There were not many fans betting on baseball that had money on Walt Weiss being handed the job as manager of the Colorado Rockies, and there will be no doubting the former high school coach will be under the spotlight to prove himself in the majors.
Weiss has been tasked with turning around the fortunes of a squad that is coming off the back of a franchise-worst 64-98 season, which ultimately led to Jim Tracy’s departure.
Weiss, who spent three years with the Rockies as a player, makes the extremely rare jump from high school coach to major league manager, returning to Colorado where he is still held in high esteem for his time at the club as a determined shortstop.

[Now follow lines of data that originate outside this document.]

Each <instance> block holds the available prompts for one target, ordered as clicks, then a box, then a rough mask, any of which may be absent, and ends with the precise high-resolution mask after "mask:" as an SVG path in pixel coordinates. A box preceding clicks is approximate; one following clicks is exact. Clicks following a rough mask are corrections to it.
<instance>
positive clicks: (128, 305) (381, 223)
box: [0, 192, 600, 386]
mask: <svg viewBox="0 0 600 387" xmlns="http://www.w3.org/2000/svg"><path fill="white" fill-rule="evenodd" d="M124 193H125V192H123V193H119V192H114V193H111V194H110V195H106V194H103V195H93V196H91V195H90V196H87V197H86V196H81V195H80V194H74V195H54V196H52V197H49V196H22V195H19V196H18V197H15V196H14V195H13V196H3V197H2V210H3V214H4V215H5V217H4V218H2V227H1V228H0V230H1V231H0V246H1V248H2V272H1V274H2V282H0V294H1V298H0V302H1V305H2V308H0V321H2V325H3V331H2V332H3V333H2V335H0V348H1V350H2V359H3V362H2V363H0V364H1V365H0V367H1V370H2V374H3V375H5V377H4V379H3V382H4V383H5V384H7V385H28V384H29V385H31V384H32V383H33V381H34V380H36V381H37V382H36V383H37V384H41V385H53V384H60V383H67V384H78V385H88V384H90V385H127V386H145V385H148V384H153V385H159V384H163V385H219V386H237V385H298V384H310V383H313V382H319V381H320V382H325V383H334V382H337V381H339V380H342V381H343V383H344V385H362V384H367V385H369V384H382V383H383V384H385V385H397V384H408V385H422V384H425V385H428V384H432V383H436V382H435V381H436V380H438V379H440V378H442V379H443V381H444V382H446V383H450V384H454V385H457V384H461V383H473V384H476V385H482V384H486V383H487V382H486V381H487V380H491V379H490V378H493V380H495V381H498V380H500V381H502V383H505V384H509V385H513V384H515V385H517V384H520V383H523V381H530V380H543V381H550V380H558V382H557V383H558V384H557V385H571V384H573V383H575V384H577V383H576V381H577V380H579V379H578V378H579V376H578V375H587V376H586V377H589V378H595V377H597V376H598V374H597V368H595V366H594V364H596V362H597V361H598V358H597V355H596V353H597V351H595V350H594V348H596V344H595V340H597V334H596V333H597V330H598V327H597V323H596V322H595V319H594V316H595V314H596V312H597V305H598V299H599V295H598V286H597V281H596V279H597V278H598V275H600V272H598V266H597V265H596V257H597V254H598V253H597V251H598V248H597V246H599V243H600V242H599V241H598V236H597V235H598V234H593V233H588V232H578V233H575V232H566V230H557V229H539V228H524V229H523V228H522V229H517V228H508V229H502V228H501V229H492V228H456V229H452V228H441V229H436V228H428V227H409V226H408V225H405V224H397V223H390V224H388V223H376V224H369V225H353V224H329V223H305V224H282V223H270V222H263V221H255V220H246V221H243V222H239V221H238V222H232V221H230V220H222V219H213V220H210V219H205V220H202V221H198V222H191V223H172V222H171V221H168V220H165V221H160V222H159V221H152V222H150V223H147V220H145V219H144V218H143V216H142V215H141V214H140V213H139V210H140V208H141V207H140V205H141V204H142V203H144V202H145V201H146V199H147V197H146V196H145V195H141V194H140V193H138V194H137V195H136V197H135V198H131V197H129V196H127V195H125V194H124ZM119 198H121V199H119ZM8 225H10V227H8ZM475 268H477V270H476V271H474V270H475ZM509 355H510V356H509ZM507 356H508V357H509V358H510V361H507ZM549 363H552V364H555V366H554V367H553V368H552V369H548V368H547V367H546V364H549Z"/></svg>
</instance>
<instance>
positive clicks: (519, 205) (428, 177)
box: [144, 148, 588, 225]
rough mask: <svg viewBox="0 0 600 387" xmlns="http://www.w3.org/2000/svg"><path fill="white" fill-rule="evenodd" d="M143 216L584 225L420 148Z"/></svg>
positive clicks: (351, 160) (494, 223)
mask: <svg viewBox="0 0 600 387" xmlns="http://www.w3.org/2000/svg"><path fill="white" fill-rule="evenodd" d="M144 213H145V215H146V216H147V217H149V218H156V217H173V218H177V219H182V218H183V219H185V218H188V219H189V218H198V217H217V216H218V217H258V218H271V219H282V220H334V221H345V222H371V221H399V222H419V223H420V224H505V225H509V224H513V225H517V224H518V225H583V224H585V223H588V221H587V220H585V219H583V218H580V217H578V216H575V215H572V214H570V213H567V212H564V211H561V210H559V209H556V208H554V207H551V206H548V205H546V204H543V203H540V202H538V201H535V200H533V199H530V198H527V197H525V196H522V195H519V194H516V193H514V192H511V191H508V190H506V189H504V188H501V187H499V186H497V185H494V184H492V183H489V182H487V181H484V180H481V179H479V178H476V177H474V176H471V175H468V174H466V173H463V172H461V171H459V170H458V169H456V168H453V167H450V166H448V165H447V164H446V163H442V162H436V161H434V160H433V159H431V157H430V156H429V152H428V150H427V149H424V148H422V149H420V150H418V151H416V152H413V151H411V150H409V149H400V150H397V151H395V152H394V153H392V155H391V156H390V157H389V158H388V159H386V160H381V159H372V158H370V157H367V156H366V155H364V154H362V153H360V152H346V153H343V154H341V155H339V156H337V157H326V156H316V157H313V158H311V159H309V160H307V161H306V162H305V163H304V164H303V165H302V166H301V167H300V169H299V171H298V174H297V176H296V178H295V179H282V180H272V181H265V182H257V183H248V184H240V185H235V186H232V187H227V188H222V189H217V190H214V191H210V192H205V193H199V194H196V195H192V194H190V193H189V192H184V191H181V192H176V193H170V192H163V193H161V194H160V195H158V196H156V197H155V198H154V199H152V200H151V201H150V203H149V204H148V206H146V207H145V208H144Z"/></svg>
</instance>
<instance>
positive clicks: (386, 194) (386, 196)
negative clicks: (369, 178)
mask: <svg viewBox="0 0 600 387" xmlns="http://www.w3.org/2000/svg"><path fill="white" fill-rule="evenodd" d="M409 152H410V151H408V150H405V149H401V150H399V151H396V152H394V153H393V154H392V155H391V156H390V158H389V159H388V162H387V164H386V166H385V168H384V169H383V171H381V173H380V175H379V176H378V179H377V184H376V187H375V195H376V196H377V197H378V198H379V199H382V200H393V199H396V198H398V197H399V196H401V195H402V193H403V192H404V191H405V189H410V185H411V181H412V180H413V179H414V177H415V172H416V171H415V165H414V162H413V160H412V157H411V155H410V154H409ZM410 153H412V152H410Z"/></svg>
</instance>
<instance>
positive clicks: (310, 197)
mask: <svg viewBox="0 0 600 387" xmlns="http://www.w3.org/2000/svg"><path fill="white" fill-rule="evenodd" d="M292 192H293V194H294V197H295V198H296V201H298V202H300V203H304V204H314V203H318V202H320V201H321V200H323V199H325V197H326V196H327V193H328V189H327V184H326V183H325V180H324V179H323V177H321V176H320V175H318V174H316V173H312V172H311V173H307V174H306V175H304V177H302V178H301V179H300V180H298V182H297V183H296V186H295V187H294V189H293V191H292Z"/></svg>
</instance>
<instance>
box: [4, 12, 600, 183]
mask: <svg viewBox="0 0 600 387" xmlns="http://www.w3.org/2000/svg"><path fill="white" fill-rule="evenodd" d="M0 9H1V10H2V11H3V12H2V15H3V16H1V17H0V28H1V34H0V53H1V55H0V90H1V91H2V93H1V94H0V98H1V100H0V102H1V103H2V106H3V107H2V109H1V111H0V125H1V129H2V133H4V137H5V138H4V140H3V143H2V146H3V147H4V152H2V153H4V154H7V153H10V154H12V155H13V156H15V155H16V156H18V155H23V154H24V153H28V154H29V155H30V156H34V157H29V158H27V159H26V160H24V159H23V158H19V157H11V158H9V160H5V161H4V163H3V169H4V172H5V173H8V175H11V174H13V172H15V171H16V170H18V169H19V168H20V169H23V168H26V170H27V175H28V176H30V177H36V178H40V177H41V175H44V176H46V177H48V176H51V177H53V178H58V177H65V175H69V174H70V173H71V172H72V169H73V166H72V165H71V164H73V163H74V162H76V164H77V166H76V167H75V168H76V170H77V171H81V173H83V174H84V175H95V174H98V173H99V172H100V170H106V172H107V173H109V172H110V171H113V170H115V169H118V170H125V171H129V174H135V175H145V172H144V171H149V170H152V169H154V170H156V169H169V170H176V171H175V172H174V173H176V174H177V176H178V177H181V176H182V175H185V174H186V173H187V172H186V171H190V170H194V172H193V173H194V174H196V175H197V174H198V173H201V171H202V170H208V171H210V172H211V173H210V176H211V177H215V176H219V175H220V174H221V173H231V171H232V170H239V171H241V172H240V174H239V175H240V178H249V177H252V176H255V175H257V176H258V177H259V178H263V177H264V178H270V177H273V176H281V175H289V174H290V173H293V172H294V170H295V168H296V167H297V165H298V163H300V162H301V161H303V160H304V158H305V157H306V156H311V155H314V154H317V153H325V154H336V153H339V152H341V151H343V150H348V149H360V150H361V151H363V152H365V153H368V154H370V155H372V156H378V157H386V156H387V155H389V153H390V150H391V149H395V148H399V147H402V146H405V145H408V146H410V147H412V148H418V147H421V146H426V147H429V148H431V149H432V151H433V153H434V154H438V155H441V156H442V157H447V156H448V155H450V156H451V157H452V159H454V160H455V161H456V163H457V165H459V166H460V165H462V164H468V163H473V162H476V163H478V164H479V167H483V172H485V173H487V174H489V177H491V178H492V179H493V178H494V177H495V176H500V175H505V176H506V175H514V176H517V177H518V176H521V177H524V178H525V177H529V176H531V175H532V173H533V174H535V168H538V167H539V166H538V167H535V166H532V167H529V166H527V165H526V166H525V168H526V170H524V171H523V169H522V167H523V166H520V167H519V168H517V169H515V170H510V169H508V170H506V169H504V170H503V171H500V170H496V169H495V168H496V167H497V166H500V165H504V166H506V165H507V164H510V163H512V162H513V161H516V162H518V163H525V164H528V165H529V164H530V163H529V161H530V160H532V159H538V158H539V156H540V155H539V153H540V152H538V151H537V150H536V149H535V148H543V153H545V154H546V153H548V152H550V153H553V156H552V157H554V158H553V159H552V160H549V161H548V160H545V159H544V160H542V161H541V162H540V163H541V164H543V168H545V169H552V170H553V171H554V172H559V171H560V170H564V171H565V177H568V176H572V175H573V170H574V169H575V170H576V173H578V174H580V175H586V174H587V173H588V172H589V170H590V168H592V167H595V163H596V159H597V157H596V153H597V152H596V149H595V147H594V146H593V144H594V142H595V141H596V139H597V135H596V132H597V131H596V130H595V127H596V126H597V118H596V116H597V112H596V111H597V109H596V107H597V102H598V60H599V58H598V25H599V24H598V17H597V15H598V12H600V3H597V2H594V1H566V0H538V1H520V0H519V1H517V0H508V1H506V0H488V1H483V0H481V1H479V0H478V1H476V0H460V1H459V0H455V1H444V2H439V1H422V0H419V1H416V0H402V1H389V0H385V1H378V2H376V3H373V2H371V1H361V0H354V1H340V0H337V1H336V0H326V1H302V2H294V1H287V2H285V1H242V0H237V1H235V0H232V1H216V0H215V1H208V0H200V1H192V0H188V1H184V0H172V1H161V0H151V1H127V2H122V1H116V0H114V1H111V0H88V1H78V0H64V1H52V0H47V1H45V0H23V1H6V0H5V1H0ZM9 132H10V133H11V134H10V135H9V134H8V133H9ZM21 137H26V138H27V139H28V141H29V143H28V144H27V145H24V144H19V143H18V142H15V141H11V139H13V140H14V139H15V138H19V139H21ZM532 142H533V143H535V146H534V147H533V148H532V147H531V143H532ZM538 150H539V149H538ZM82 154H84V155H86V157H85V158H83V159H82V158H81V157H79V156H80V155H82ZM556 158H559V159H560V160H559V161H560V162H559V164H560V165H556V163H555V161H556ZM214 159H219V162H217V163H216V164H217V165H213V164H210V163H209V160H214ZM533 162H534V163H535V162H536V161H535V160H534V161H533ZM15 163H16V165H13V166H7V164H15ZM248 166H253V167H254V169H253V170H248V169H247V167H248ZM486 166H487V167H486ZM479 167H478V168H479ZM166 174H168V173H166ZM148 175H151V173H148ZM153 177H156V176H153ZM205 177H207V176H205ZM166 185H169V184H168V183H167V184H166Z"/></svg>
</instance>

While the Monfort brothers have backed the 48-year old to transform the team’s fortunes, Weiss has only been handed a one-year deal in which to achieve the task, perhaps proving the Rockies owners are still weighing up their long-term options.
Playing down the significance of his contract length, Weiss admitted he was fully aware that his appointment had been met with plenty of cynicism from some areas but vowed to do all he could to improve the Rockies’ MLB scores.
“There is no question the pink elephant in the room is I haven’t done this before. This is a job that I’m going to have to figure out on the fly.”
“If you don’t do the job, you’re gone. I have to do the job. I have to get a club to play hard and play the game right. That is all I’m focused on. I could care less about the terms of my contract, to be honest,” insisted Weiss.